Development of a unified nation-wide vision and supporting organizational framework for watershed management.
Development of forward-looking sustainable and resilient plans and regulations consistent with the national nation-wide vision by federal, state, and local governments to manage resources on a watershed basis.
Cooperative watershed stakeholder partnerships.
Consideration of social equity for disadvantaged communities in at-risk areas.


Legislation authorizing and funding water resource management and planning has typically been written for a specific level of government. It has also focused on individual water resources, rather than the interrelated, hydrologic and environmental system that defines the watershed. As a result, efforts to manage water resources are often limited and single-purpose. Watershed plans should consider the multiple water resources and fish and wildlife habitats comprising the watershed. 

Watershed Management should be resilient, consider those who live and work in the watershed, and consider the role of water in land use, water supply, transportation, recreation, water quality, water related damages, disasters, water reuse, and protection of fish and wildlife habitats. A key component of watershed management is cooperative partnerships between the stakeholders in the watershed. The quality of life of disadvantaged community members in a watershed planning area is already at risk, requiring the need for social equity considerations in watershed management planning efforts.


Effective watershed management is facilitated when the public and the private sectors work collaboratively. Watershed solutions are generally not amenable to past approaches that only solve one aspect of water, negatively effecting other water uses, sometimes unintentionally. Examples include projects that optimize one aspect of water and ignore other potential impacts such as non-point sources of pollution, competition for water supplies, dam safety, flood damage reduction, habitat degradation, aquatic sediments, and minor sources. 

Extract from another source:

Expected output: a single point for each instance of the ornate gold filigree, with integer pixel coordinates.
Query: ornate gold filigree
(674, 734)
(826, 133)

Furthermore, the diverse nature of watersheds suggests that isolated management among disconnected stakeholders is an inappropriate way to deal with them. In the past, the needs of disadvantaged communities have been ignored or marginalized, resulting in the further destruction of at-risk communities. Using the watershed-based approach, all levels of government, the public, and private industry are encouraged to participate in the decision-making and implementation process. This may include engineering studies, social and political assessments, and inclusion of the people who live and work in the watershed. In this way, management actions which reflect local and regional viewpoints are directly incorporated in watershed policy and plans.